Y así pensaba con sólo ver aquellos palacios por fuera.  

¡Cuál no debería ser su magnificencia interior! 

Mientras contemplaba extasiado tan estupendas maravillas y el ornato de aquellos jardines, hirió mis oídos una música dulcísima y de tan grata armonía que no les podría dar una idea de ella. En su comparación, nada tienen que ver las de Cagliero y Dogliani. Eran cien mil instrumentos que producían cada uno un sonido distinto del otro, mientras todos los sonidos posibles difundían por el aire su sonoridad. A estos se les unían los coros de los cantores. 

Vi entonces una multitud de gentes dispersas por aquellos jardines que se divertía en medio de la mayor alegría. Quién tocaba, quién cantaba. Cada voz, cada nota hacía el efecto de mil instrumentos reunidos, todos diversos entre sí. Al mismo tiempo se oían los diversos grados de la escala armónica, desde el más alto al más bajo que se puede imaginar, pero todos en perfecto acorde. ¡Ah! Para describir esta armonía no bastan las comparaciones humanas. 

En el rostro de aquellos felices moradores del jardín se veía que los cantores no sólo experimentaban extraordinario placer en cantar, sino que al mismo tiempo sentían un inmenso gozo al oír cantar a los demás. Y cuanto más cantaba uno, más se le encendía el deseo de cantar, cuanto más escuchaba, más deseaba escuchar. Su canto era éste: 

Salus, honor, gloria Deo Patri Omnipotentil... Auctor saeculi, qui erat, qui est, qui venturus est judicare vivos et mortuos in saecula saeculorum. 

Mientras escuchaba atónito estas celestes armonías vi aparecer una multitud de jóvenes, muchos de los cuales habían estado en el Oratorio y en algunos otros colegios; a muchos, por consiguiente, los conocía, aunque la mayor parte me era desconocida. Aquella muchedumbre incontable se dirigía hacia mí. A su cabeza venía Domingo Savio, y detrás de él Don Alasonatti, Don Chiala, Don Giulitto y muchos, muchos otros sacerdotes y clérigos, cada uno de ellos al frente de una sección de niños. Entonces me pregunté a mí mismo: —¿Duermo o estoy despierto? 

Y daba palmadas y me tocaba el pecho para cerciorarme de que era realidad cuanto veía. 
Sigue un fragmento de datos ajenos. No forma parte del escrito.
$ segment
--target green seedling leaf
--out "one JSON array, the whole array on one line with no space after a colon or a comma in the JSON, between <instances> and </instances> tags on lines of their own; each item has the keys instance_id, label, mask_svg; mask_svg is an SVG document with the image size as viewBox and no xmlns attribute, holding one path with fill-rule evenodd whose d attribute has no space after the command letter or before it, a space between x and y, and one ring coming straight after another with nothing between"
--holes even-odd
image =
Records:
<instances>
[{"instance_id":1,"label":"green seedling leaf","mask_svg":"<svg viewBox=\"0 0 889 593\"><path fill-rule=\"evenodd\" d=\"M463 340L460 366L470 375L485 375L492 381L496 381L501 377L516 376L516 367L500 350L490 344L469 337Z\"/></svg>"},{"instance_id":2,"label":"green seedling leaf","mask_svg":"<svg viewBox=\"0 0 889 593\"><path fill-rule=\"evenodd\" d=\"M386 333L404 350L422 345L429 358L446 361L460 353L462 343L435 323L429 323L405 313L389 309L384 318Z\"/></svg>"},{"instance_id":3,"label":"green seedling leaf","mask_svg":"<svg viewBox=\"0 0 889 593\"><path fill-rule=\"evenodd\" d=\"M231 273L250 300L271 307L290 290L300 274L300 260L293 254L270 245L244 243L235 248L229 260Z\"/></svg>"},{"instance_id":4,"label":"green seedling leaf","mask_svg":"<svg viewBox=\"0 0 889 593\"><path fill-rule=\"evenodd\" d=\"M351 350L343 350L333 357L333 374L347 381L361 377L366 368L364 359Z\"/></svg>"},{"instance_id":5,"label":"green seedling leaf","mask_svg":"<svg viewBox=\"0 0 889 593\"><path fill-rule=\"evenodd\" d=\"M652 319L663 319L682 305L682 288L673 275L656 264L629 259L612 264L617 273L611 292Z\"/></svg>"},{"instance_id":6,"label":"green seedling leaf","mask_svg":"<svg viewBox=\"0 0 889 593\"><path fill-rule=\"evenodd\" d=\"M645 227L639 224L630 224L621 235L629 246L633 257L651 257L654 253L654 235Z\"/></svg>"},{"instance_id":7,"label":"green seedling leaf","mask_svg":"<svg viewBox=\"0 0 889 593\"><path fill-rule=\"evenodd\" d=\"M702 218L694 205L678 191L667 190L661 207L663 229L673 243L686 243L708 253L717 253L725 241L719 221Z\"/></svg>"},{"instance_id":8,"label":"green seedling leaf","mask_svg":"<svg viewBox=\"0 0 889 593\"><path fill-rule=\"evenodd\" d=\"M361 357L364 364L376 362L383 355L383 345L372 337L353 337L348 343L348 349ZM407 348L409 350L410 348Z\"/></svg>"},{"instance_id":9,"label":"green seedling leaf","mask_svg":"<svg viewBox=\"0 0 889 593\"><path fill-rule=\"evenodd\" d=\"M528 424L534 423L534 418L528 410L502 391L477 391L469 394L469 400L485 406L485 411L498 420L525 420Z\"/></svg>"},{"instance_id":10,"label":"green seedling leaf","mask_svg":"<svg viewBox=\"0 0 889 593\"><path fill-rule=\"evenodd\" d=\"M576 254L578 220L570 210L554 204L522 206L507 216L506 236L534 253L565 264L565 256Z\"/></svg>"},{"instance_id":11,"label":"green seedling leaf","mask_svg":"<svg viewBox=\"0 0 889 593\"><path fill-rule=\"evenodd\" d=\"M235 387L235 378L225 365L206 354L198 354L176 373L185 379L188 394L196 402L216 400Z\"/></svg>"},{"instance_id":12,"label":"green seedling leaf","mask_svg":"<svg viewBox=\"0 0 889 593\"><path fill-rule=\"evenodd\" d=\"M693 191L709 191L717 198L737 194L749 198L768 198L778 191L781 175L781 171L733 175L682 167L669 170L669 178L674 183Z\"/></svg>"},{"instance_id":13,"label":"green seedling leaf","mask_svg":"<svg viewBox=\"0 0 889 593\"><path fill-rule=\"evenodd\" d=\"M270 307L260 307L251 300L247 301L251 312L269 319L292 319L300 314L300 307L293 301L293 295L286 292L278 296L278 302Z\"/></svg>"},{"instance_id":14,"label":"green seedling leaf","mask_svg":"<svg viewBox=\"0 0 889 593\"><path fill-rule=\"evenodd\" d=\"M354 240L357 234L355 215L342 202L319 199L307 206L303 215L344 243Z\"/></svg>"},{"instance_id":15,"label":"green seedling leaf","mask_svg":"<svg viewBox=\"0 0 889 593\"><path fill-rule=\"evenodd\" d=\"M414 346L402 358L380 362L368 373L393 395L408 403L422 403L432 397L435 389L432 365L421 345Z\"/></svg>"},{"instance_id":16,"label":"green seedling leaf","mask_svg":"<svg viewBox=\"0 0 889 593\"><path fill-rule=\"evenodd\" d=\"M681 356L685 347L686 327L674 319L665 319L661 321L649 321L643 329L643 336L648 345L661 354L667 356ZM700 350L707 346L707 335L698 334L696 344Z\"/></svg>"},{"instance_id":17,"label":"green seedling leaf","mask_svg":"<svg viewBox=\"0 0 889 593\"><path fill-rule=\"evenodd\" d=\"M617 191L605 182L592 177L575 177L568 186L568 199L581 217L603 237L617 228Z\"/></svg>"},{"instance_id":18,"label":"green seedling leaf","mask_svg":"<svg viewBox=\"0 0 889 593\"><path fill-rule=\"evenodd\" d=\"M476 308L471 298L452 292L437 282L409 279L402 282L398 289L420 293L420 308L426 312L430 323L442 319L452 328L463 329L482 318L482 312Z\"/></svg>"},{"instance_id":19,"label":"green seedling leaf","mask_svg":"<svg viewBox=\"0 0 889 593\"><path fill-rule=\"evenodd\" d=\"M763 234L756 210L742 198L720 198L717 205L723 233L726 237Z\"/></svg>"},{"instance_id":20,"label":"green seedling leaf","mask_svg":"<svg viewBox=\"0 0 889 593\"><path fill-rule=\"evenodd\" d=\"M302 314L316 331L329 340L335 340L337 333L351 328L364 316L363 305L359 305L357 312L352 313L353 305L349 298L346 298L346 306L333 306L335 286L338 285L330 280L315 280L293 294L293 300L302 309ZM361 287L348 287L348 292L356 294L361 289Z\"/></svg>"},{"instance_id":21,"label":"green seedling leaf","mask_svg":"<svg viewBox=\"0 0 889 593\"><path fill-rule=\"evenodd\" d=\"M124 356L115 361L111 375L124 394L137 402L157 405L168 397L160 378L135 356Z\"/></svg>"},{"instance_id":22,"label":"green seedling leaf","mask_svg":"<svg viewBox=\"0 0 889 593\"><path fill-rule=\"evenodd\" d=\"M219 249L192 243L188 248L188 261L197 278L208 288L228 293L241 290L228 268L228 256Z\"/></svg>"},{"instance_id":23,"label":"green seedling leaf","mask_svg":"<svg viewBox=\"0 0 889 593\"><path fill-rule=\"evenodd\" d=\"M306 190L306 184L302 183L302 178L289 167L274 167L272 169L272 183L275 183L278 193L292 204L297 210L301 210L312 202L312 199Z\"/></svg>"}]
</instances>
Al llegar toda aquella turba delante de mí, se detuvo a una distancia de unos ocho o diez pasos. Entonces brilló un relámpago de luz más viva, cesó la música y siguió un profundo silencio. Aquellos jóvenes estaban inundados de una grandísima alegría que se reflejaba en sus ojos y sus rostros eran como un trasunto de la paz interior que reinaba en sus espíritus. Me miraban con una dulce sonrisa en sus labios y parecía como si quisieran hablar, pero permanecieron en silencio. 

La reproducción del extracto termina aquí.